Les psychologues ont démontré plusieurs fois que l’apprentissage des concepts avec des organisateurs et des indices préalables est toujours mieux que l’apprentissage sans indices. Les étudiants qui reçoivent de l’enseignement explicite, et en même temps une exposition implicite aux formes, semblent recevoir le meilleur des deux mondes (p.278).

Lantolf (2011) fait la distinction entre les connaissances spontanées et les connaissances conceptuelles ou scientifiques. La première catégorie porte sur les connaissances acquises de manière involontaire et en général, elles ont une qualité empirique, et sont souvent limitées, voire même erronées. Par contre, les connaissances conceptuelles ou scientifiques résultent d’un apprentissage théorique volontaire et ont l’avantage d’être transférables grâce à la généralisation et l’abstraction des concepts observés.
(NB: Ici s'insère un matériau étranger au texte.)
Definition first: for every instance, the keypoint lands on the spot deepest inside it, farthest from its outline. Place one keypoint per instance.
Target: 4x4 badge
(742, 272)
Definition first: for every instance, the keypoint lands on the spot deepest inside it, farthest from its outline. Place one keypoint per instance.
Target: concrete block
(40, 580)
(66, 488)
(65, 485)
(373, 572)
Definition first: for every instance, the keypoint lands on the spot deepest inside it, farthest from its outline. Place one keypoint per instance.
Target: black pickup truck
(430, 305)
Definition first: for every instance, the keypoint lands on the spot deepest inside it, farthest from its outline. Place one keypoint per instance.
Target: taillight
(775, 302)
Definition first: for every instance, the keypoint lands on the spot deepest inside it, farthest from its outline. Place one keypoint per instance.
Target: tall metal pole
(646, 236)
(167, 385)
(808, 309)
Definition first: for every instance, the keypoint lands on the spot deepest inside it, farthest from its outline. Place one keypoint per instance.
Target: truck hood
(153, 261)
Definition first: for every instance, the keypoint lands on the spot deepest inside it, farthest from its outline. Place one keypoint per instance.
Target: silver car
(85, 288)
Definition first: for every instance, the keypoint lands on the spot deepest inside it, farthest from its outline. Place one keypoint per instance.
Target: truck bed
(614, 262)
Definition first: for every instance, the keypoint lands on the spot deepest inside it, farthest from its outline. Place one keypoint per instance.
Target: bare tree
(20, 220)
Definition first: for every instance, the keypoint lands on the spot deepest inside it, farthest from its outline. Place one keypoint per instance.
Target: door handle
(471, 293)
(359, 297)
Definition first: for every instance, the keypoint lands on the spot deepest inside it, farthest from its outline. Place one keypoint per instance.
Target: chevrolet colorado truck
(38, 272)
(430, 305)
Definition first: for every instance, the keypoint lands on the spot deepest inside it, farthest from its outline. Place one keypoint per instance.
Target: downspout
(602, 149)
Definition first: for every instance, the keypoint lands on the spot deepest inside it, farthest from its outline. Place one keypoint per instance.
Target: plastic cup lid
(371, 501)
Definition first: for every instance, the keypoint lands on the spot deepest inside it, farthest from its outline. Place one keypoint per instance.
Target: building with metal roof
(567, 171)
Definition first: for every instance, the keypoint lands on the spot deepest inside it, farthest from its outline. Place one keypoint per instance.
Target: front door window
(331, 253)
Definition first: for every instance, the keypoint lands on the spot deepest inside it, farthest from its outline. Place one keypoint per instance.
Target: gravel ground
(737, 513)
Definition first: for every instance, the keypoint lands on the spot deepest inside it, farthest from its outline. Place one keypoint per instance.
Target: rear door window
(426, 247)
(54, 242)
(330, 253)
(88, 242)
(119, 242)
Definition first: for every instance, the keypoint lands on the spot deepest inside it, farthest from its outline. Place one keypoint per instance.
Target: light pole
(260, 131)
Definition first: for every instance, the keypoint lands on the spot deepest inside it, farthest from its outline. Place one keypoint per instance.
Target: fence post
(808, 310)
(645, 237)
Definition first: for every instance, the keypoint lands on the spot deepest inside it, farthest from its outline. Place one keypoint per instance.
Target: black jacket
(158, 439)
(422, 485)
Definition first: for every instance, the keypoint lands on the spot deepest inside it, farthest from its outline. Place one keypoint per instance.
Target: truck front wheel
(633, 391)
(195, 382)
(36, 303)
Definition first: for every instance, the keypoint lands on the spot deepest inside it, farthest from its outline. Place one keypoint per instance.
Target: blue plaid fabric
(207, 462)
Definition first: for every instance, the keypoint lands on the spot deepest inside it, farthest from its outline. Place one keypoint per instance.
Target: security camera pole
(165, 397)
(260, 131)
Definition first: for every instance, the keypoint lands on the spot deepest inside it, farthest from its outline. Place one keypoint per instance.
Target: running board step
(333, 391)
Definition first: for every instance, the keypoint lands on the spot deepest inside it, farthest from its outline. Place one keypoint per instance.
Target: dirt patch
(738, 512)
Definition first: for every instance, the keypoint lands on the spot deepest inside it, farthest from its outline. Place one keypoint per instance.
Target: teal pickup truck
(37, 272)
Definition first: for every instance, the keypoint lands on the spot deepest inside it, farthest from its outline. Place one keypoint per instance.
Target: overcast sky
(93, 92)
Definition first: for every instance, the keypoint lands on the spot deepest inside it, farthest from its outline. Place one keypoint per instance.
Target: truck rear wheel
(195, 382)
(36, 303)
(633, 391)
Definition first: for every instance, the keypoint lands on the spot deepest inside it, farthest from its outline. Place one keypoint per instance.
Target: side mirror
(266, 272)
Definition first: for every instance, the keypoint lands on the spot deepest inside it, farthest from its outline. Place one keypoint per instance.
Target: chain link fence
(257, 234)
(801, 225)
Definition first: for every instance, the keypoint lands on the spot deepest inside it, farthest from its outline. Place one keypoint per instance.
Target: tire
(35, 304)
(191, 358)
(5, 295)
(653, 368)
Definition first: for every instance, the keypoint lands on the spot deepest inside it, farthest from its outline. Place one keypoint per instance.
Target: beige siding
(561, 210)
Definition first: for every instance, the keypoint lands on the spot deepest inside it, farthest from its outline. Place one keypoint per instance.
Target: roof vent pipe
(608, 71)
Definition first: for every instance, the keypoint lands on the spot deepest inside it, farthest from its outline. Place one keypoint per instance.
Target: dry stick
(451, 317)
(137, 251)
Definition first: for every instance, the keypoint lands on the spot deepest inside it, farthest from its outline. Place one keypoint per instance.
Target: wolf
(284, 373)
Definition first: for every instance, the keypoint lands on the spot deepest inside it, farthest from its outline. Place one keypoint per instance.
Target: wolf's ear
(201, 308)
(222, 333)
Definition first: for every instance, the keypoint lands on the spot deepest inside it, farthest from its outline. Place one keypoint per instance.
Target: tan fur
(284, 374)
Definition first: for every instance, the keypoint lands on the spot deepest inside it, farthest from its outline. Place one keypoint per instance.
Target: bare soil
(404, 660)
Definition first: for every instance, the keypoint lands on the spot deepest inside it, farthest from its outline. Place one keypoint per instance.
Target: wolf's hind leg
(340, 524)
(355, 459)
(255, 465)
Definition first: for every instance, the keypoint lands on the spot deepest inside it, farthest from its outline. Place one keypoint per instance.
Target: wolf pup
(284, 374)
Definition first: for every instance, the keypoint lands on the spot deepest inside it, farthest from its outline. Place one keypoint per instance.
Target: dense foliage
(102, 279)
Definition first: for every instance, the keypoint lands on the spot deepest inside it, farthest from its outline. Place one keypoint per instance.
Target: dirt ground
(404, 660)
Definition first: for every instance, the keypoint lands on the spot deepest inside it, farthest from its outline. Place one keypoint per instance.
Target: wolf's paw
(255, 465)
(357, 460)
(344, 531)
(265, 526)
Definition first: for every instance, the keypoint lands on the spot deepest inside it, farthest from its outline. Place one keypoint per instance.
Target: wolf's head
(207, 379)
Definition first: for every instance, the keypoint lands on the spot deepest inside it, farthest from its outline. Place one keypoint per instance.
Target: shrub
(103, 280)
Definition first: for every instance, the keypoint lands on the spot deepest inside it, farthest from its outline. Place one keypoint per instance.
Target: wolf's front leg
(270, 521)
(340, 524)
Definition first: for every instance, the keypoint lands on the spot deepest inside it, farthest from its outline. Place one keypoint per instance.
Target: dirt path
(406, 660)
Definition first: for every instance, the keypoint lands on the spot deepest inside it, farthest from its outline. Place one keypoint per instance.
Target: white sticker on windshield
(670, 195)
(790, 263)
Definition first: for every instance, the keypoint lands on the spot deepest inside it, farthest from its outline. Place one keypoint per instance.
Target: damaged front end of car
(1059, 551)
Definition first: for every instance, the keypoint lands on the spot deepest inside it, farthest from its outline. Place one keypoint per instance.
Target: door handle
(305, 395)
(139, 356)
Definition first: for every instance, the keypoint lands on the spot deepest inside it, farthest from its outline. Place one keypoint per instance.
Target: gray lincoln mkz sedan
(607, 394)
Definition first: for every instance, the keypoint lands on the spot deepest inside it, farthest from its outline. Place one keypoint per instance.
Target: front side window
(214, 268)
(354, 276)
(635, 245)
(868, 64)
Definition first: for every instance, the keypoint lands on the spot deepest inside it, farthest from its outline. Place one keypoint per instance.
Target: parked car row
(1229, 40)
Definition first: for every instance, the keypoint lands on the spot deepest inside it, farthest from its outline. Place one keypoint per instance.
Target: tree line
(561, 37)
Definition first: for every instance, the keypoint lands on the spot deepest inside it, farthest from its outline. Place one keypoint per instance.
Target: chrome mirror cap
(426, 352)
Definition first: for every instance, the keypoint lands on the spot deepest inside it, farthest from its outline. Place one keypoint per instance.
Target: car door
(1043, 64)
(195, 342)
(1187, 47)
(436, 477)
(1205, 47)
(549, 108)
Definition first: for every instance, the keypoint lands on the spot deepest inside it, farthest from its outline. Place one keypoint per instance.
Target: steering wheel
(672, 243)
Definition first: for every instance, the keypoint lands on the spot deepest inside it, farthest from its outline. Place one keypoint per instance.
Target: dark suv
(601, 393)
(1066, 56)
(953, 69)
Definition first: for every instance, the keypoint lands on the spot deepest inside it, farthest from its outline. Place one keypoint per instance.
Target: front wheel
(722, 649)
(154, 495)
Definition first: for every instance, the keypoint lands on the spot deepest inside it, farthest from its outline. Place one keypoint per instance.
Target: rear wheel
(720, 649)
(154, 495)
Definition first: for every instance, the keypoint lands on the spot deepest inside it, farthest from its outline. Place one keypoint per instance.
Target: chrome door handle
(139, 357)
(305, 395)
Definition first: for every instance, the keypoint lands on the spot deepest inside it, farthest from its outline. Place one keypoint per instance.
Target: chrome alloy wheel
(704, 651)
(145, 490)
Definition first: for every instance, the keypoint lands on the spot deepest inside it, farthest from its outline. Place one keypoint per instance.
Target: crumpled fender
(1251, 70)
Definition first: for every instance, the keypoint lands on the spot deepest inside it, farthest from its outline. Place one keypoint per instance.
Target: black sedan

L’effort cognitif conscient et volontaire effectué par les apprenantes et apprenants de l’ALS pour comprendre les connaissances déclaratives explicites de grammaire conduit à la transformation de ces connaissances déclaratives explicites en des connaissances implicites par la procéduralisation, la pratique guidée, le transfert des connaissances antérieures. Cela conduit à l’acquisition et à la production automatisée de la langue (Ellis, 2007). De plus, la comparaison intentionnelle de la langue maternelle à l’ALS pourrait décourager la généralisation erronée des formes grammaticales et la fossilisation des erreurs. Cette comparaison peut être faite seulement dans le cadre d’un enseignement explicite de la grammaire de l’ALS. Pourtant, l’enseignement explicite pourrait amener une étudiante ou un étudiant à être démotivé à cause de l’effort cognitif soutenu nécessaire à la compréhension des structures grammaticales différentes de sa langue maternelle acquise de façon naturelle.